Dünya genelinde her yıl Mart ayının ikinci haftası, aşırı tuz tüketiminin sağlık üzerindeki etkilerine dikkat çekmek amacıyla “Dünya Tuz Günü” olarak anılmaktadır. Günlük beslenmemizin temel bileşenlerinden biri olan tuz, aşırı tüketildiğinde birçok kronik hastalık için risk faktörü haline gelmektedir.
Tuzun temel bileşeni olan sodyum, vücut sıvı dengesinin korunması, sinir iletimi ve kas fonksiyonları için gereklidir. Ancak Dünya Sağlık Örgütü (WHO), günlük tuz tüketiminin 5 gramı (yaklaşık 1 çay kaşığı) geçmemesi gerektiğini belirtmektedir. Buna rağmen, birçok ülkede bireyler ortalama 9-12 gram tuz tüketmekte ve bu durum hipertansiyon, kardiyovasküler hastalıklar, böbrek rahatsızlıkları ve osteoporoz gibi ciddi sağlık sorunlarına yol açmaktadır.

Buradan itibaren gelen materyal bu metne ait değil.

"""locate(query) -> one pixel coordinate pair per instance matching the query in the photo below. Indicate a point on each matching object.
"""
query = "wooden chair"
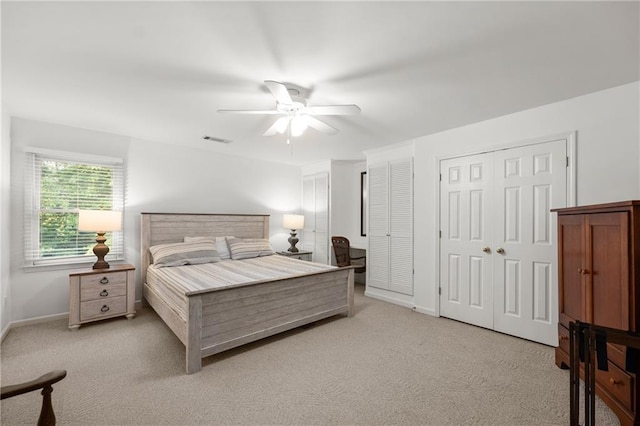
(44, 382)
(342, 252)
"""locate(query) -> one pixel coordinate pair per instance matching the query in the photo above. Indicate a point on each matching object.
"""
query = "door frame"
(571, 179)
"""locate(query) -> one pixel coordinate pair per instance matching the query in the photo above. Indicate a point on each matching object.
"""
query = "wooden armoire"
(599, 283)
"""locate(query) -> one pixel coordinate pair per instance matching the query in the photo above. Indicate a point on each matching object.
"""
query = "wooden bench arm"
(41, 382)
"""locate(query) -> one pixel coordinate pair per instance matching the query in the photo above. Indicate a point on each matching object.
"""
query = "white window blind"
(57, 186)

Türkiye’de yapılan beslenme araştırmaları, bireylerin günlük ortalama 15 gram tuz tükettiğini göstermektedir. Bu miktar, önerilen sınırın yaklaşık 3 katı kadardır. Özellikle evde yemek pişirirken eklenen fazla tuz, işlenmiş besinler ve restoran yemekleri, tuz alımının artmasına neden olmaktadır.
Aşırı tuz tüketiminin önüne geçmek ve sağlıklı beslenmeyi teşvik etmek için şu önerilere dikkat edilebilir:
✅ İşlenmiş ve paketli besinleri azaltın. Hazır besinlerde gizli tuz miktarları oldukça yüksektir.
✅ Yemeklerinizi baharatlar ve taze otlarla tatlandırın. Limon, sarımsak, kimyon, nane gibi doğal tatlandırıcılar kullanabilirsiniz.
✅ Damak tadınızı zamanla daha az tuza adapte edin. Birden bırakmak yerine kademeli azaltma yöntemini deneyin.
✅ Etiket okumayı alışkanlık haline getirin. Ambalajlı besinlerin içeriğindeki tuz miktarını kontrol edin.
✅ Dışarıda yemek yerken “az tuzlu” seçeneğini tercih edin. Restoranlarda yiyeceklerinize ekstra tuz eklenmemesini isteyin.
İstanbul Gelişim Üniversitesi Beslenme ve Diyetetik Bölümü olarak, sağlıklı beslenme farkındalığını artırmak adına sürdürülebilir ve dengeli beslenme konusunda toplumu bilinçlendirmeye devam ediyoruz.
Sağlığınız için bugünden itibaren tuzu azaltın, lezzeti koruyun!